Promotora de Justiça do MPDFT
A administração do público como o privado pode ser algo nem tão nefasto assim, desde que levada a um outro patamar de compreensão e de ação. A questão é que, em verdade, o problema não é tratar o público como se fosse coisa própria, mas como coisa de ninguém. E se os governantes administrassem as empresas públicas como seus próprios negócios? Se buscassem a máxima eficiência, para aumentar seus lucros, com a satisfação dos usuários dos serviços e dos acionistas? Para isso, certamente, escolheriam os ocupantes das funções estratégicas da estatal entre os profissionais mais competentes, como o fariam para as suas próprias empresas.
Mas como alcançaremos essa forma de gestão pública? É de se esperar uma evolução da consciência política, não só dos gestores, mas também dos cidadãos, para participar da coisa pública como patrimônio de todos. Certamente, a mudança cultural é necessária e perpassa por diversos fatores, especialmente por uma educação libertária, que forme indivíduos dotados de espírito crítico e de senso de responsabilidade política. Mas vale registrar que, conquanto uma nova concepção política seja esperada, ainda assim o melhor comportamento humano pode não ser praticado espontaneamente, ou seja, as pessoas nem sempre fazem o certo porque é o certo. É aí que entra o direito, para regular os comportamentos humanos por meio de incentivos (normalmente uma sanção, na hipótese de descumprimento da norma jurídica).
O direito, recentemente, tem se preocupado com a gestão das empresas estatais. Critérios extremamente abertos, vigentes no direito administrativo para subsidiar as designações para cargos públicos de livre nomeação, não vinham se mostrando suficientes para incentivar a nomeação dos melhores profissionais. Nesse contexto, foi sancionada a Lei nº 13.303/2016, conhecida como a Lei das Estatais, com o objetivo de implantar mecanismos de governança, entre eles, a definição de requisitos mínimos para a nomeação dos dirigentes e dos integrantes do conselho de administração.

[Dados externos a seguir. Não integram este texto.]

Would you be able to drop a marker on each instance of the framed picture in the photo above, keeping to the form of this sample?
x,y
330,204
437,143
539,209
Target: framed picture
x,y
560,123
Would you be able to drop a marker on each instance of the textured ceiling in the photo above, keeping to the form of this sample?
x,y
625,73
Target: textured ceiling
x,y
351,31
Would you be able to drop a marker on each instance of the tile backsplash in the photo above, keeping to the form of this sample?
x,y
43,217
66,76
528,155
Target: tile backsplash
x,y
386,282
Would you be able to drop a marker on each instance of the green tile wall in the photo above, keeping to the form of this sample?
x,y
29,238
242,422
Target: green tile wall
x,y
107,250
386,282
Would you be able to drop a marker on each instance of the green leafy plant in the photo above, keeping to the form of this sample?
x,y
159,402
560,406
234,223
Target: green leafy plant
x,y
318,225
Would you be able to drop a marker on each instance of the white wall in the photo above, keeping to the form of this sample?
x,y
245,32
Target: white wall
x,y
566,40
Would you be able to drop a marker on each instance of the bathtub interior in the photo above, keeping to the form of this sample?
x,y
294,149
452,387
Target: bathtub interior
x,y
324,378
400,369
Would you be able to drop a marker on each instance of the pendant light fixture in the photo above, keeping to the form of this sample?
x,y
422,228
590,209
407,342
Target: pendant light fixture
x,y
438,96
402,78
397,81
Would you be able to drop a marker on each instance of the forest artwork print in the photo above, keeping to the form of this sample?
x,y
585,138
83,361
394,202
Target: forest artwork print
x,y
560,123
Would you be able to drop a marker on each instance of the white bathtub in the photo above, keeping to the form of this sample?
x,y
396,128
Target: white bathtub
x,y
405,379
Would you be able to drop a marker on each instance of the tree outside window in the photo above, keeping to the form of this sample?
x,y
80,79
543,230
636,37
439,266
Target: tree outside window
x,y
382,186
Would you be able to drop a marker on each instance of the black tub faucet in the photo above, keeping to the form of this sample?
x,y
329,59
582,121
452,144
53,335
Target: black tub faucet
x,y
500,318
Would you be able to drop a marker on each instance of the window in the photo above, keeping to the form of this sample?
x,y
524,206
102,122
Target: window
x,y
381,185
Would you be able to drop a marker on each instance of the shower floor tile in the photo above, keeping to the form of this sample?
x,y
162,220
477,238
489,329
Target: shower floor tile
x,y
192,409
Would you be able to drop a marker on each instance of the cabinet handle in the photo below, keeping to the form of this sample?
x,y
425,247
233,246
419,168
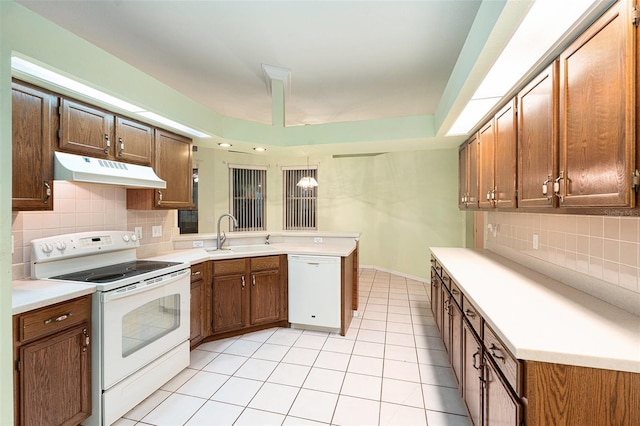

De fato, a lei estabelece que a escolha desses profissionais deve recair sobre cidadãos que, além de ostentarem reputação ilibada e notório conhecimento, atendam a requisitos como: ter formação acadêmica compatível com o cargo, comprovar tempo mínimo de experiência profissional e não serem inelegíveis. De mais relevante, impede-se a nomeação de pessoas com vinculações políticas, como ocupantes de determinados cargos políticos e aqueles que atuaram na estrutura decisória de partido político ou vinculados à campanha eleitoral. A finalidade é garantir a escolha dos dirigentes com base em critérios técnicos, ainda que mínimos, reduzindo-se, assim, o loteamento das funções dentre os apoiadores da campanha eleitoral e integrantes da base aliada do governo.
O regime inaugurado pela Lei das Estatais é inovador na cena pública nacional e, como tal, enfrenta dificuldades relacionadas não só à resistência ao novo, mas também ao próprio desconhecimento quanto ao teor e ao alcance de suas normas. Nesse contexto, considerando a chegada de uma nova gestão, o Ministério Público do Distrito Federal e Territórios (MPDFT) expediu recomendação ao governador eleito do Distrito Federal, para que sejam observadas as limitações impostas pela Lei para a nomeação para cargos de direção das estatais distritais. Espera-se, assim, que as designações para as funções estratégicas das estatais sejam decididas com base nas competências pessoais dos profissionais, porque o apadrinhamento de cargos públicos não repercute na dimensão das coisas de ninguém, mas atinge diretamente o bolso de cada um de nós.